Ask HN: Where can I learn about Nikola Tesla? - tictoc
Documentaries, books, podcasts, or websites?
======
matahwoosh
I just finished this book:
[https://books.google.com/books/about/Tesla.html?id=5I5c9j8BE...](https://books.google.com/books/about/Tesla.html?id=5I5c9j8BEn4C)

I thought it was really thorough and quite technical, so if you're interested
in the early day of electricity more than just personal anecdotes, then this
book might be for you :)

------
veysiertekin
Read his life in his words:

The Strange Life of Nikola Tesla

[https://www.amazon.com/Strange-Life-Nikola-Tesla-
ebook/dp/B0...](https://www.amazon.com/Strange-Life-Nikola-Tesla-
ebook/dp/B00IJJBD82)

------
CyberFonic
Unfortunately most of my books are in storage at the moment and I can't get
the exact details for you. But I do have a book on Tesla's inventions and
patents. I found that very interesting. The diagrams and descriptions are very
informative. I think the book is: [https://www.amazon.com/Complete-Patents-
Nikola-Tesla/dp/1566...](https://www.amazon.com/Complete-Patents-Nikola-
Tesla/dp/1566192668)

------
freediver
Best is to experience it in person at Nikola Tesla museum in Belgrade, Serbia.
It keeps his remains and many documents and ideas and attracts like-minded
fans from around the world.

------
billconan
[https://nikolateslamuseum.org/en/](https://nikolateslamuseum.org/en/)

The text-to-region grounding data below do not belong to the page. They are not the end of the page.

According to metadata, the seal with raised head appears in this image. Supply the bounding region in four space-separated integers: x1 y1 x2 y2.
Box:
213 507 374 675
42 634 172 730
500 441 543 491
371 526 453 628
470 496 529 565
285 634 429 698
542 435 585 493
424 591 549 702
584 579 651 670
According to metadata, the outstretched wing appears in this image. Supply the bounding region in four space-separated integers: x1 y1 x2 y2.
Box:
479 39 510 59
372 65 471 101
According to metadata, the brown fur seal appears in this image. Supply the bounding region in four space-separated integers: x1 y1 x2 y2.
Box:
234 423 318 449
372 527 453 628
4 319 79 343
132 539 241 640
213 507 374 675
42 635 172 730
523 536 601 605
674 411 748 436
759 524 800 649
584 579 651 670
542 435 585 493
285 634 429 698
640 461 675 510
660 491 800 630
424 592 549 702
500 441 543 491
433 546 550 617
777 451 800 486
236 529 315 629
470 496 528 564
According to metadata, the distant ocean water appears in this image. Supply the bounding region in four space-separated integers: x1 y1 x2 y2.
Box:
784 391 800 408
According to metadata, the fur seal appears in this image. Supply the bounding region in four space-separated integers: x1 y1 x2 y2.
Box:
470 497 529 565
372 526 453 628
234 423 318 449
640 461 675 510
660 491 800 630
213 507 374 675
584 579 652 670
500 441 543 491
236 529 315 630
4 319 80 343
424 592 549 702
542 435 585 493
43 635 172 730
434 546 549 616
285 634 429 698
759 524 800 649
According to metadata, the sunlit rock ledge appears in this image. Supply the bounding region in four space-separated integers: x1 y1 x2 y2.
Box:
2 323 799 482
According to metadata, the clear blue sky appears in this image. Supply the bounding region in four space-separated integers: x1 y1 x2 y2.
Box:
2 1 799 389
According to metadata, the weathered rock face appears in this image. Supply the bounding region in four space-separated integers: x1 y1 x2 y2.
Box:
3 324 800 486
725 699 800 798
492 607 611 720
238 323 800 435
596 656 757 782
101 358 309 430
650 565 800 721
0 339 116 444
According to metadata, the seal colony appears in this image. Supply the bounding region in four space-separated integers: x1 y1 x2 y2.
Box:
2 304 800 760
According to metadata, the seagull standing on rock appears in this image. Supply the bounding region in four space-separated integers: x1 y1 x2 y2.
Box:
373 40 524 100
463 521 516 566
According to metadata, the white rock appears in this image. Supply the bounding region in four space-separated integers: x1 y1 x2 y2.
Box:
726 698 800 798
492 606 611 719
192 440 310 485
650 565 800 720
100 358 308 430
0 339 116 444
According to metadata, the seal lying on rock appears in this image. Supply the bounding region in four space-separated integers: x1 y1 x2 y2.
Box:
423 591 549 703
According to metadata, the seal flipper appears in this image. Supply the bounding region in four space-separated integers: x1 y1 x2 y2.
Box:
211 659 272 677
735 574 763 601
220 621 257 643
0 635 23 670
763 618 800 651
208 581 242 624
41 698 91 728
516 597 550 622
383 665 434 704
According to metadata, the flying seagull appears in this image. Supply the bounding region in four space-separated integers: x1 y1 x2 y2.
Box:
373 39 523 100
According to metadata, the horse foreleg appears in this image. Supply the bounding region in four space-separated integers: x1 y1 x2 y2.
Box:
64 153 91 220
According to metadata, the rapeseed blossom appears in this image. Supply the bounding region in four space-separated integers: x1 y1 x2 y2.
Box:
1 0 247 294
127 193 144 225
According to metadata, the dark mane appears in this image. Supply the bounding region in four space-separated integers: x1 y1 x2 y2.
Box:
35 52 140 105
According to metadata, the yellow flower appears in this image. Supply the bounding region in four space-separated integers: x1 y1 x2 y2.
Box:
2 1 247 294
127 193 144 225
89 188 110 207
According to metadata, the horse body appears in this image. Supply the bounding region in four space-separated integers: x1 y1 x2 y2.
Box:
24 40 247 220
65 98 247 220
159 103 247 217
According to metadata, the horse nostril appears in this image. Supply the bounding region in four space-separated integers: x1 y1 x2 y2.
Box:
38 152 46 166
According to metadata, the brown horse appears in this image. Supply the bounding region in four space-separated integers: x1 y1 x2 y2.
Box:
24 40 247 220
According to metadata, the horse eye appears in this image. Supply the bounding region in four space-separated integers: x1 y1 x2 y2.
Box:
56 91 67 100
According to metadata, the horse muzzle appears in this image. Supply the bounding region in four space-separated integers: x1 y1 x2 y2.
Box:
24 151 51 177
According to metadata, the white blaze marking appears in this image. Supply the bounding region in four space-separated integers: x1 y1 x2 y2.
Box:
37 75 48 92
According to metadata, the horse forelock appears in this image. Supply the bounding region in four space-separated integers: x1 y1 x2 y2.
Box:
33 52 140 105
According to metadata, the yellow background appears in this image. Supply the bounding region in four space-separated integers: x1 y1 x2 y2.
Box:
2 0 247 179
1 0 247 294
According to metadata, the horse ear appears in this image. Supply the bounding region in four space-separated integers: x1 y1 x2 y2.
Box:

[https://theoatmeal.com/comics/tesla](https://theoatmeal.com/comics/tesla)

------
chupa-chups
[https://en.wikipedia.org/wiki/Nikola_Tesla](https://en.wikipedia.org/wiki/Nikola_Tesla)
is not too bad to start with :)

------
milhouse1337
I might suggest this documentary. It focuses on the Wardenclyffe tower, crazy
stuff if you never saw it.
[https://en.wikipedia.org/wiki/Tower_to_the_People](https://en.wikipedia.org/wiki/Tower_to_the_People)

There is a trailer available here.
[https://vimeo.com/ondemand/nikolatesla](https://vimeo.com/ondemand/nikolatesla)

------
DaSilentStorm
Check out this Ted Talk for some nice facts and awesome storytelling:
[https://www.youtube.com/watch?v=V-WkUKP1l3c](https://www.youtube.com/watch?v=V-WkUKP1l3c)

------
hhs
I viewed the PBS documentary of Nikola Tesla a few days ago. It had useful
information and I enjoyed it:
[https://www.pbs.org/wgbh/americanexperience/films/tesla/](https://www.pbs.org/wgbh/americanexperience/films/tesla/).

------
reagank
I’ll put in a vote for Wizard: the life and times of Nikola Tesla. I knew very
little other than “Tesla == weird genius”, and the book gave me a much deeper
view of his work, from trying to run power through the ground to building
drone boats.

------
chunkles
I've read a few biographies and other books about Tesla. I recommend Tesla:
Man Out of Time by Margaret Cheney

------
kleer001
What kind of research did you do on your own?